We know that the vertical distance covered by a freely falling body in time $t$ is given by
$h=ut-\dfrac{1}{2}g{{t}^{2}}$
Where
$h=$ Vertical distance covered
$u=$ Initial velocity
$t=$ Time period
$g=$ Acceleration due to gravity $\approx 10m{{s}^{-2}}$
Here the object is dropped so the initial velocity of the object is zero. Therefore the equation becomes
$h=-\dfrac{1}{2}g{{t}^{2}}$
Negative sign is used because we have assumed the origin at height $45m$ from where stone is dropped.
Using this equation, we can calculate the total time taken by the object to reach ground. Let us substitute the corresponding values:
$-45=-\dfrac{1}{2}\times 10\times {{t}^{2}}$
On rearranging we get
${{t}^{2}}=9{{s}^{2}}$
Or $t=3\text{ s}$
The distance travelled by stone can be calculated as
$\Delta {{h}_{t-1,t}}={{h}_{t}}-{{h}_{t-1}}$
Or $\Delta {{h}_{t-1,t}}=-\dfrac{1}{2}g[{{t}^{2}}-{{(t-1)}^{2}}]$
On substituting the value of $t=3s$ we get
$\Delta {{h}_{t-1,t}}=-\dfrac{1}{2}\times 10[{{3}^{2}}-{{2}^{2}}]$
$=-25m$
Negative sign here shows that the stone has fallen downward by 25 meter in the last second.

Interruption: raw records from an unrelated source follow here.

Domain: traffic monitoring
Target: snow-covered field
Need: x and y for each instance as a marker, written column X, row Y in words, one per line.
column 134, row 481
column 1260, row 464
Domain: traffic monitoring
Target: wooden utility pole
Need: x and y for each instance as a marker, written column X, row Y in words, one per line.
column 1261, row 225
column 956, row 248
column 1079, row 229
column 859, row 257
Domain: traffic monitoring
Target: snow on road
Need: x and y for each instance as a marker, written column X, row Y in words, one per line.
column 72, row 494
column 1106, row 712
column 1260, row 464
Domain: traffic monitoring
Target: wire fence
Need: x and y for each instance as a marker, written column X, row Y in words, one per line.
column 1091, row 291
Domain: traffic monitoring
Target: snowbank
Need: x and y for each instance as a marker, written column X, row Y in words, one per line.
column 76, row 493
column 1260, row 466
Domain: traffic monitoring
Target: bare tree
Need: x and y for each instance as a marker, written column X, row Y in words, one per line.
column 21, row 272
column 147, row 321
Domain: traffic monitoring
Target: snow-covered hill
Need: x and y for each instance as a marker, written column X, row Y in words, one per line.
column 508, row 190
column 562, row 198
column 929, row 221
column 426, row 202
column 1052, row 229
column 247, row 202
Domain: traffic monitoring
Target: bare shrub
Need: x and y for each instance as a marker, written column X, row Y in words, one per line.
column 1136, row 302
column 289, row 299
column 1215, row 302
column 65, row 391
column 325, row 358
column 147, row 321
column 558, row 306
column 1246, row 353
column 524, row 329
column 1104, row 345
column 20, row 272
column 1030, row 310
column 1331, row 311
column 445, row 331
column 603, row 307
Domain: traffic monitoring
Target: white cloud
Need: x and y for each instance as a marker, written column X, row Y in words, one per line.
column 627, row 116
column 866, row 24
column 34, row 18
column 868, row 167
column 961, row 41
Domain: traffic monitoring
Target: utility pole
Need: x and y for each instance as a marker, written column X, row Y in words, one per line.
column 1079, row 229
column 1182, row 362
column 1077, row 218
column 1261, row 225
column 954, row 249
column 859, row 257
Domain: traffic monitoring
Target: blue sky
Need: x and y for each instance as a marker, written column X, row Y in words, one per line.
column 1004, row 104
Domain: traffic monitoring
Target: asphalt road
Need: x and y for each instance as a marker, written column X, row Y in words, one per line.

So, the correct answer is “Option B”.

Additional Information: This problem can also be solved by another method. For that, we will need to calculate velocities of stone at ${{t}^{th}}$ and ${{(t-1)}^{th}}$ second. Then we can use equation
${{v}^{2}}-{{u}^{2}}=2gh$. To calculate distance travelled at the last second.

Note: In such types of questions, sometimes students forget to consider the initial velocity of the object during free fall as zero. Students should take care of it. Sometimes students may also get confused and may calculate the distance covered by the object in the first second of the free fall.